Spanish politician and businessman

Eduardo Serra Rexach is a Spanish politician and businessman, who served as the Minister of Defence from 1996 to 2000 during the government of José María Aznar. He is the only person to have held public office with all three governing parties in democratic Spain, having served in senior roles in the UCD, the Spanish Socialist Workers' Party, and the Partido Popular.

==Biography==
Born in Madrid on 19 December 1946, Serra attended primary and secondary school at Instituto Ramiro de Maeztu. He graduated with a degree in law from the Complutense University of Madrid in 1968. In 1974, he joined the State Lawyers Corps.

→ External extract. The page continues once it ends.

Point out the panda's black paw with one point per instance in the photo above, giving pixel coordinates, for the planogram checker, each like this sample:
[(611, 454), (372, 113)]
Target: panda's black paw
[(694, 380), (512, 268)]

He has been a member of various non-profit organisations; in July 1987, he was appointed Director General of Fundación de Ayuda contra la Drogadicción (FAD – Foundation for Help Against Drug Addiction), and has been president of the institution since March 1996. He has also been President of the Royal Board of Trustees of the Museo del Prado (2000–2004), and president and founder of Elcano Royal Institute for International and Strategic Studies. He is also the chairman of Everis Foundation.

Serra is married to Luz del Camino Municio and has one son from a previous marriage.

==Political activities==
Serra entered politics in 1977 as part of the cabinet of the then Minister of Industry and Energy, Alberto Oliart, while Adolfo Suárez and the Union of the Democratic Centre were in power. He soon rose to become the head of staff of the cabinet and served in this capacity until 1979. From 1979 to 1982, he served as the general secretary of National Institute of Industry.

In 1982, the new president Leopoldo Calvo Sotelo (also UCD) appointed Oliart as his Minister of Defence, who in turn chose Serra to be his undersecretary. Serra became the first civilian to hold this post.

Later in 1982, the Spanish Socialist Workers' Party won the elections. Spain's new prime minister, Felipe González, appointed Narcís Serra to the post of Minister of Defence, and Eduardo Serra as the first secretary of state for Defense. He assisted the government during Spain's accommodation into NATO, until his resignation in 1987.

In 1996 the Partido Popular came into power under José María Aznar. Aznar called Serra back into political service, this time as his Minister of Defence. He served in the post until 2000, when he was replaced by Federico Trillo-Figueroa.

Serra continues to hold positions in the private sector and various non-profit organisations, as detailed below.

==Professional activities==
Serra has held positions in many companies in the private sector, including president of Telettra España (1998–2001) and Peugeot-Talbot España (1992–1996), founder and chairman Airtel Móvil (1994–1996), vice-president and president of Cubiertas MZOV (1989–1995), and chair of UBS Spain (2000–2006). He is president of Fundación everis since 2005 and in May 2010 he was appointed vice president of everis, a Spanish IT Consulting firm.

From 1993 to 1996, he was the president of Instituto de Cuestiones Internacionales y Política Exterior (INCIPE – Institute for International and Foreign Policy Issues). He is a reserve officer in the Infantería de Marina.